Genoil's innovation builds on existing and proven Fixed Bed Reactor technology, which accounts for approximately 80% of the world's reactors. However, the GHU takes it to new heights by super-saturating the carbon molecules with hydrogen, significantly increasing the desulphurisation, dematalisation and denitrogenisation conversion rates, and increasing operating efficiencies by 75%. In the context of the shipping industry's global sulphur cap, the GHU technology can take refinery residue and turn it into low sulphur fuel oil to meet the 2020 legislation.
Critically, the GHU enables Genoil to produce compliant fuel at a much lower cost than oil refiners, as well as alleviating the industry pressure on the industry's distillate supply challenges. This has benefits for all stakeholders within the marine fuel supply chain. For ship owners it negates the requirement to invest capital in abatement technology or switching to LNG. For fuel payers it facilitates access to cheaper, compliant products, reducing fuel bills and increasing profitability. For fuel suppliers it ensures a continual supply of compliant fuel oil, which they can provide to customers at a reduced cost, but at a higher margin than traditional distillate or low sulphur products.
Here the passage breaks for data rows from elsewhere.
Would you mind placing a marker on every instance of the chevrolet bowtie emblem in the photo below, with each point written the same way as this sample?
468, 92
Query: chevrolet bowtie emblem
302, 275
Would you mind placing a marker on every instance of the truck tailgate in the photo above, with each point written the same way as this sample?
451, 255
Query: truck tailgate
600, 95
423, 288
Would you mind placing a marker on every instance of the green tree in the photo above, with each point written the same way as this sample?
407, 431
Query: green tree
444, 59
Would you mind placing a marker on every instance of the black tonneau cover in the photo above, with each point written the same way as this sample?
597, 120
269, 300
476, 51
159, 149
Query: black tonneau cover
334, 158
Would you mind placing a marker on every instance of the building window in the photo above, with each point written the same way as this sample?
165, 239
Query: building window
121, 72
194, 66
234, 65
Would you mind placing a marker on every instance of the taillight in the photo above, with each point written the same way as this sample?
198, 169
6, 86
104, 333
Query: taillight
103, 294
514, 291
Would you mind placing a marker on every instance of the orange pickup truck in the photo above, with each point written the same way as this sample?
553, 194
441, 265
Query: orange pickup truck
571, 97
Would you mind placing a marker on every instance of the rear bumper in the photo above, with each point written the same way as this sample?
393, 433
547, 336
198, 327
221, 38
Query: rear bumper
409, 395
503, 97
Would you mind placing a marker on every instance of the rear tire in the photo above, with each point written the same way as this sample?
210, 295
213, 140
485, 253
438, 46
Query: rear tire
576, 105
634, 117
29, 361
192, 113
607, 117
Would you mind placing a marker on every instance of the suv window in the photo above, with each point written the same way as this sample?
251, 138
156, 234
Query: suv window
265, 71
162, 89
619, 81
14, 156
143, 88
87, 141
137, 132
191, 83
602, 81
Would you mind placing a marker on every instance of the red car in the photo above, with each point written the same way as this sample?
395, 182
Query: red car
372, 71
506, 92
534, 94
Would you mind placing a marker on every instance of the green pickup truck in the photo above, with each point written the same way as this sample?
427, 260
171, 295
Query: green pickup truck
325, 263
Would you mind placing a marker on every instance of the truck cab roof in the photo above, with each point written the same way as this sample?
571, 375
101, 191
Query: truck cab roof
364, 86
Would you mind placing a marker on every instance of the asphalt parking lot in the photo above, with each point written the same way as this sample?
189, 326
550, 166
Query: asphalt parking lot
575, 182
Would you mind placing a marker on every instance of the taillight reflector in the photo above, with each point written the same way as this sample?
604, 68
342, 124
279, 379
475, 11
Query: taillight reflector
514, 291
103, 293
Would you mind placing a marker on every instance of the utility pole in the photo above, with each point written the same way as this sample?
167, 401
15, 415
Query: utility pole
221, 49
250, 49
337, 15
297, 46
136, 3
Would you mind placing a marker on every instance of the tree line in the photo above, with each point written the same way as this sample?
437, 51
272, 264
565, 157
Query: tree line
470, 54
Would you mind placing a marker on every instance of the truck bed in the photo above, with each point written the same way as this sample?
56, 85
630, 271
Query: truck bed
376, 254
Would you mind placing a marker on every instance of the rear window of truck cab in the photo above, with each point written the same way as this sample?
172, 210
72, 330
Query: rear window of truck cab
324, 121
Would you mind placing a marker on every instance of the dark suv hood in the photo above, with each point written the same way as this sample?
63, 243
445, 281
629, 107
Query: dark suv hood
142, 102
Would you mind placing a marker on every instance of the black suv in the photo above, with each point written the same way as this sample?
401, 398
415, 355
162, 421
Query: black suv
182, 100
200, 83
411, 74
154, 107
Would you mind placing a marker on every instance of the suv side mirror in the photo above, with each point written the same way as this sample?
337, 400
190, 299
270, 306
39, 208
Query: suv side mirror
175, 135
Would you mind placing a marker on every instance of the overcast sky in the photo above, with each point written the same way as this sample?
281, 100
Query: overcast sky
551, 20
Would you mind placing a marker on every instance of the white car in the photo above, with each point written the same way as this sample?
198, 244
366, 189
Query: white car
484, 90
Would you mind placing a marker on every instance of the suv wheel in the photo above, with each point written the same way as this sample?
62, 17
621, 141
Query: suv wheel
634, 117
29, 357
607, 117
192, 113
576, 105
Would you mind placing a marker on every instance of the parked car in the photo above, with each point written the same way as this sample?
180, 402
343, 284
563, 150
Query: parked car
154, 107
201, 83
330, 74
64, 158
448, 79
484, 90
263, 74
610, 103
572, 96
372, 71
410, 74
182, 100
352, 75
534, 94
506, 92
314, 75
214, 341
The benefits also spread to ports. In a highly competitive market, port authorities can increase their attractiveness by ensuring the continuous supply of ECA-compliant, cost-effective fuel products, delivered through a state-of-the-art bunkering infrastructure. Genoil's GHU unit can be easily placed in locations including receiving terminals, pipelines and ports.
While the fixed bed reactor as the foundation of the GHU technology is not new, the shipping industry is still traditionally skeptical when it comes to innovation. The lack of the widespread uptake in clean technologies that increase operational efficiencies is evidence of this. That is why Genoil has invested significantly over the years in research and development from its 147-acre site in Alberta, Canada, delivering an abundance of test data, which verifies the viability of the product. The company has also filed over 20 patents in relation to its GHU technology, including the process for treating crude using hydrogen in a special reactor unit.
Most significantly, credibility is often measured by the company that you keep. That is why in 2015 Genoil signed a $700 million joint venture with the Chinese government refining operator, Hebej Zhongjie Petrochemical Group (HYT), marking the formal commercialisation of the company and its technology within a large-scale refinery. And more recently in April 2016, Genoil announced, in conjunction with consortium partner Beijing Petrochemical Engineering Co Ltd (BPEC), the receipt of a $5 billion Letter of Intent (LOI) for the funding of a 500,000 barrel per day (bpd) desulfurization and upgrading project located in the Middle East. Beijing Petrochemical is a division of Yanchang Petroleum, sitting at position 380 on the Fortune 500 list. This is a project that will see, following the implementation of the GHU technology, a production capacity of 500,000 barrels per day of low sulfur crude oil.
There's no doubt the global sulphur cap will present the shipping industry with challenges, and has already begun to add significant complexity to the marine fuel supply chain. If crude and distillate prices do rise, we will see a speedy reversal in the current state of apathy, and no doubt, a pre-regulatory panic, like the one which swept the industry in the build up to the 2015 ECA. The good news is that there are solutions out there that are developed, well-established and proven. Critically, plans and strategies for compliance still need to be developed in the short-term. Companies within the supply chain that achieve this will seize significant competitive advantage, and reap the rewards for years to come.